The Flinders Street Station project was offered to seven painters to submit their ideas for decorating the wall at the end of the concourse in Swanston Street. Six brilliant painters, male, and one brilliant female painter (moi). I thought I didn’t have a chance, but all the same went to look at the wall, and as I looked at the wall I said to myself, ‘This wall is mine,’ feeling like an animal. Had I been a dog, I would have peed on it.

Without telling anyone, I disappeared for three days and three nights at the Windsor Hotel and in great comfort I designed the mural just as you see it now. I was pleased and drank champagne, my mind running fast....
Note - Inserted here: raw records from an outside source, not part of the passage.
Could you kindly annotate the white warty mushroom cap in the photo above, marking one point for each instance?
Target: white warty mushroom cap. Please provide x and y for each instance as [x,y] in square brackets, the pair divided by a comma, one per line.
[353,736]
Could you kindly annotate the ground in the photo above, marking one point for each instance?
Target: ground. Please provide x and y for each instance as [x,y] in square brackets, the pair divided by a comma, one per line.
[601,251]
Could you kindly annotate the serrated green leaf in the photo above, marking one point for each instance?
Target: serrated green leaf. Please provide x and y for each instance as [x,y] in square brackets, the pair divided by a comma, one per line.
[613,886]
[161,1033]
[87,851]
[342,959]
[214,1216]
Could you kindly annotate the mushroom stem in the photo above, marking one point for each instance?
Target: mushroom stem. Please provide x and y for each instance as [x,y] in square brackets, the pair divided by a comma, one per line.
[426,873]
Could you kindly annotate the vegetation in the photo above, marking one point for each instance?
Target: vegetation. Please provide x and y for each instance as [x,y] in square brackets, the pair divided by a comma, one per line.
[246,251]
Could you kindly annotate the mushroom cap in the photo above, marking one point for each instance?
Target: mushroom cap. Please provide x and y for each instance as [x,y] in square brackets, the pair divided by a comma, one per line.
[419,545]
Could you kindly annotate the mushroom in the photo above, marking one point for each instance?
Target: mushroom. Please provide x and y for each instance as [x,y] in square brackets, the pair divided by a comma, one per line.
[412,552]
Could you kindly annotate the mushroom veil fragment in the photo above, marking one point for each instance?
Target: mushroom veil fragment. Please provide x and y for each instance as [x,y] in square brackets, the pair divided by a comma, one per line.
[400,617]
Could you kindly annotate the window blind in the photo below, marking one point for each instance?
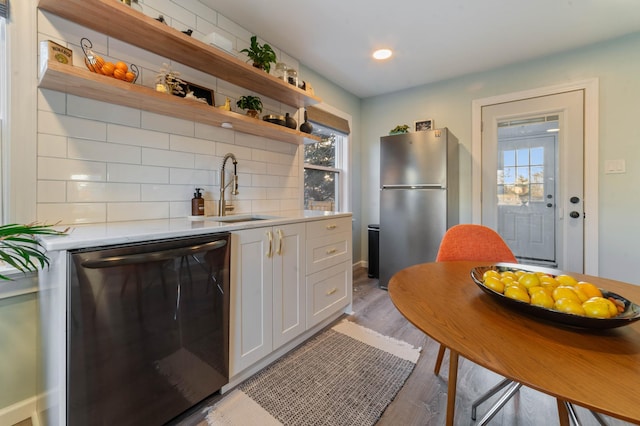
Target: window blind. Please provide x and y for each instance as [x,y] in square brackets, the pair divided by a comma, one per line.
[327,119]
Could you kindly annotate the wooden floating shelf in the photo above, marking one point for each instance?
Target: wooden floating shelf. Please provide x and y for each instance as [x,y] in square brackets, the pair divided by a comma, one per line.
[84,83]
[119,21]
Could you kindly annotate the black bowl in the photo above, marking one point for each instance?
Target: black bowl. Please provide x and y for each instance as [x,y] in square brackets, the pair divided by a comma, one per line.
[630,314]
[275,119]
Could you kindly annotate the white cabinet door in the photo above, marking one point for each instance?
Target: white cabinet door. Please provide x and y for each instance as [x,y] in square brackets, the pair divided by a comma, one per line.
[289,290]
[251,325]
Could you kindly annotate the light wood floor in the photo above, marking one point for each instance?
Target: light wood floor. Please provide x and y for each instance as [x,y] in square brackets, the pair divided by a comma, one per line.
[423,399]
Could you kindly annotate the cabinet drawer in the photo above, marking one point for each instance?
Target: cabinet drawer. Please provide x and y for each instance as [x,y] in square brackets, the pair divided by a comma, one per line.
[327,292]
[325,227]
[327,251]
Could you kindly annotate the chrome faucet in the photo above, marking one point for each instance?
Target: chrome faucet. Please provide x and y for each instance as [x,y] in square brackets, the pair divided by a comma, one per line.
[222,206]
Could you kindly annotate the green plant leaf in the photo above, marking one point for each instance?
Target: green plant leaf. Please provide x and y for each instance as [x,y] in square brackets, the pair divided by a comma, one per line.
[20,248]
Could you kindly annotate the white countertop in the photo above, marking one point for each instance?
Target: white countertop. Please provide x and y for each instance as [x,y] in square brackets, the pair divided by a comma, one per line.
[102,234]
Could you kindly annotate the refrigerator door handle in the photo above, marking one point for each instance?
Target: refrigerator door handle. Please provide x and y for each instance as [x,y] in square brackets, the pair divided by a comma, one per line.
[418,186]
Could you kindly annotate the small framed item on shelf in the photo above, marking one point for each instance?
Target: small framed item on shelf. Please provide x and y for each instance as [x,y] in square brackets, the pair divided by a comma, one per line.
[52,51]
[422,125]
[198,93]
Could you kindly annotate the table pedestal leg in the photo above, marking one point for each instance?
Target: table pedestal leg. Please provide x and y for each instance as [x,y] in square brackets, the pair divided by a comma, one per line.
[451,390]
[563,414]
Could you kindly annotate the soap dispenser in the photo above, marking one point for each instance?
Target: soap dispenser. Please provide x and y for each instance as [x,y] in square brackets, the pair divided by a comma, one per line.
[197,203]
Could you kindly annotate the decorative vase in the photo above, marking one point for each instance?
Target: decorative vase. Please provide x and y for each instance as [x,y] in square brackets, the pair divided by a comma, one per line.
[306,127]
[290,121]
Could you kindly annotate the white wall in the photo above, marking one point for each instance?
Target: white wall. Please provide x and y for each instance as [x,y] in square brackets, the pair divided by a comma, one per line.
[18,337]
[614,63]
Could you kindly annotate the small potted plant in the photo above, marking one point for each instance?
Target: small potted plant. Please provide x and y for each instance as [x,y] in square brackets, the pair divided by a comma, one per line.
[169,81]
[261,55]
[252,104]
[399,129]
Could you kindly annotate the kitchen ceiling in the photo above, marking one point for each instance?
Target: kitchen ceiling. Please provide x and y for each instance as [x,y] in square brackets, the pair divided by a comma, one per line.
[432,40]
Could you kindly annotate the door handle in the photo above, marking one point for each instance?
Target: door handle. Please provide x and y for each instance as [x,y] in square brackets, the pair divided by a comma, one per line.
[270,250]
[280,238]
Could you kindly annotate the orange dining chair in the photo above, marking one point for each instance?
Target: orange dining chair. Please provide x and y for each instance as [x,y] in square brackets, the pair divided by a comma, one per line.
[482,244]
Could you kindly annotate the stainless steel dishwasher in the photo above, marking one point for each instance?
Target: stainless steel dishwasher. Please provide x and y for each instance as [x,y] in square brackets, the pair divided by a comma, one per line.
[148,329]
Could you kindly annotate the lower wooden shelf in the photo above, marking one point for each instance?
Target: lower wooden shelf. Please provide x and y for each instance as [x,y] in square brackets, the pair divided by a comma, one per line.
[84,83]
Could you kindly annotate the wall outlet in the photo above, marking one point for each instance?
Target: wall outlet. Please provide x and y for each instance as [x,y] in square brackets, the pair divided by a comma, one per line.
[615,166]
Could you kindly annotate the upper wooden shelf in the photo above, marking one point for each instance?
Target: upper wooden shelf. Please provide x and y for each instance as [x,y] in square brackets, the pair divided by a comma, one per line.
[123,23]
[80,82]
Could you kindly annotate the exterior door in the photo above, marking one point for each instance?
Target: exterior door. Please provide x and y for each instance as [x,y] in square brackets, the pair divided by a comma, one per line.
[532,177]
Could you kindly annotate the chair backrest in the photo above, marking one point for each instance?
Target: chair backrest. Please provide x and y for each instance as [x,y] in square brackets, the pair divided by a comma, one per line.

It was the time of many strikes, 1985-86, and both the unions and the government were kind to me and my assistant Nicola, The River garden was the restaurant adjacent to the mural and I went there often to eat lobsters, and I still feel guilty as I saw them alive and would choose one to eat. Once, after choosing another live lobster to eat, I had a dream about the sea’ soul and I understood a little more about the sea, its life as a being of some kind....

So good to work inside a big scaffold, right in the city, and feel the heartbeat of Melbourne: protest marches, celebrations, strikes, the weather, summer, winter, autumn, springtime, people passing by – mostly very curious, and good praise came often. John Cain, the Premier, came to look at my progressing work. Patrick McCaughey, the director of the National Gallery of Victoria, danced for me as he passed by. Now many lovers from around the world come to Melbourne and have their photo taken in front of the station mural. Little children love to put their fingers in the curved lines of the low relief, as I knew they would. In 1986 I signed my name with mosaic at the completion of the work.